Predictors of COVID-19 Outcomes Among Residents of Swedish Long-Term Care Facilities–A Nationwide Study of the Year 2020

Jenna Najar 1,2,3,, Rasmus Broms 1,2,3, Marina Nistotskaya 1,2,3, Carl Dahlström 1,2,3
PMCID: PMC9907792  PMID: 36863972

Abstract

Objective

We analyzed predictors of SARS-CoV-2 infection and COVID-19 death among residents of long-term care facilities (LTCFs) in Sweden for the pandemic year 2020 and its different waves.

Methods

The study included 99% of Swedish LTCF residents (N = 82,488). Information on COVID-19 outcomes, sociodemographic factors, and comorbidities were obtained from Swedish registers. Fully adjusted Cox regression models were used to analyze predictors of COVID-19 infection and death.

Results

For the entirety of 2020, age, male sex, dementia, cardiovascular-, lung-, and kidney disease, hypertension, and diabetes mellitus were predictors of COVID-19 infection and death. During 2020 and the two waves, dementia remained the strongest predictor of COVID-19 outcomes, with the strongest effect on death being among those aged 65–75 years.

Conclusion

Dementia emerged as a consistent and potent predictor of COVID-19 death among Swedish residents of LTCFs in 2020. These results provide important information on predictors associated with negative COVID-19 outcomes.

Key Words: Dementia, COVID-19, Risk factors, Long-term care facilities, Longitudinal study

INTRODUCTION

Residents of long-term care facilities (LTCFs) have been severely affected by COVID-19,1 but factors associated with increased risk of infection and death among this population have remained understudied. Among individual-level factors, age, sex, impaired cognition, diabetes, and kidney disease have been associated with risk of COVID-19 outcomes.1, 2, 3 However, most previous studies have been confined to a short period or a limited sample, or both, thereby reducing the generalisability of their findings.

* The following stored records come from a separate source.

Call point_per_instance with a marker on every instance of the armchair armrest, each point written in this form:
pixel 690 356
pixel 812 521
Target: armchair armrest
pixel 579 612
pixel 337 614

We aimed to fill these gaps by studying a host of individual-level predictors of SARS-CoV-2 infection and COVID-19 death using register data on almost all individuals who lived in Swedish LTCFs from March to December 2020. We analyze the first wave and the first part of the second wave separately. To account for age as a moderating factor, we also examined predictors of COVID-19 death in four age groups.

METHODS

Study Population

This Swedish study is based on data from the register of Interventions for the Elderly and Individuals with Disabilities, which comprised of 83,083 individuals with a government decision to live in LTCFs as of February 2020.4 We had access to information from registers for 82,488 of these individuals (99%), including 27,542 men and 54,946 women. A detailed description of the registers used is found in Additional file 1.

The Ethical Review Authority of Sweden approved the present study (dnr. 2020-06492 and dnr. 2021-01115).

COVID-19 Outcomes

COVID-19 death was determined using information from the Causes-of-Death Register (ICD10 codes U07.1 or U07.2).

SARS-CoV-2 infection was determined using information from the SmiNet database and the National Patient Register (NPR) (ICD10 code U07.1 or U07.2). Individuals with no information on infection in SmiNet or NPR but with COVID-19 as an underlying or contributing cause of death in the Causes-of-Death Register, were also categorized as having been infected.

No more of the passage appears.